In such a way another table will be created.

After this, we can copy data from corresponding .csv files to our tables.

with open('CENSUS.csv', 'r') as f:
next(f)
cursor.copy_from(f, census, sep=',')
conn.commit()

The commit() method is needed to make changes to our database persistent.

It should be noted that while copying data from .csv tables, we do not need a header, so we skip it.

The same operation will be done to another table. And now we can write some simple queries.

  1. Let’s find out which Community Areas in CENSUS table start with letter ‘B’.
sql = ‘SELECT community_area_name 
FROM census
WHERE community_area_name LIKE %s’
community_area_name = ‘B%’
cursor.execute(“sql, (community_area_name)”)
cursor.fetchall()


  1. Let’s list the top 5 Community Areas by average College Enrollment.
sql =  ‘SELECT community_area_name, AVG(college_enrollment) AS avg_enrollment 
FROM schools GROUP BY community_area_name limit 5’
cursor.execute(“sql”)
cursor.fetchall()


Now, let’s find the Per Capita Income of the Community Area which has a school Safety Score of 1.

sql = SELECT community_area_number, community_area_name, per_capita_income 
FROM census
WHERE community_area_number IN ( select community_area_number
FROM schools
WHERE safety_score = '1' )’ cursor.execute(“sql”)

As you have already noticed, we used fetchall() method. The package has some quite useful - among many other useful methods - options to retrieve a single row from a table (fetchone()) or all the rows according to query (fetchall()).

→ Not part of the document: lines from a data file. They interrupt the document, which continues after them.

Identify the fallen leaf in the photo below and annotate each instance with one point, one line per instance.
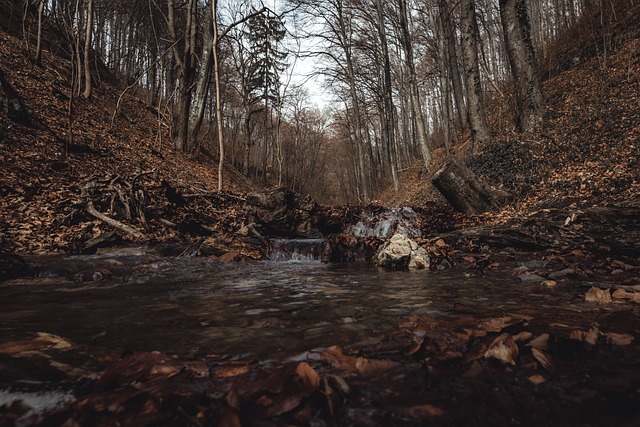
(497, 324)
(540, 342)
(618, 339)
(537, 379)
(230, 372)
(626, 295)
(308, 375)
(588, 337)
(504, 349)
(422, 410)
(597, 295)
(523, 336)
(371, 367)
(42, 341)
(543, 358)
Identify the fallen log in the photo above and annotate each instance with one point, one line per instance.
(462, 188)
(112, 222)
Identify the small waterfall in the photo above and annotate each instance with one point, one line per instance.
(383, 225)
(296, 249)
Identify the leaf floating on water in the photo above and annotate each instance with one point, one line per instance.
(504, 349)
(618, 339)
(420, 411)
(589, 337)
(540, 342)
(626, 295)
(497, 324)
(308, 375)
(537, 379)
(371, 367)
(523, 336)
(597, 295)
(230, 372)
(543, 358)
(42, 341)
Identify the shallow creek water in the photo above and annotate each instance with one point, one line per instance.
(189, 306)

As soon as all the manipulations with the database are finished, the connection must be closed. It can be done with two methods: cursor.close() and conn.close().

Conclusion

Establishing connection and interaction with PostgreSQL from the Python environment with the help of various drivers becomes easy and quick. Every module has its own pros and cons that basically allows each user to choose the suitable one. The psycopg2 module used for the example provides an easy and clear way to establish a connection and set queries giving opportunities for using flexible queries.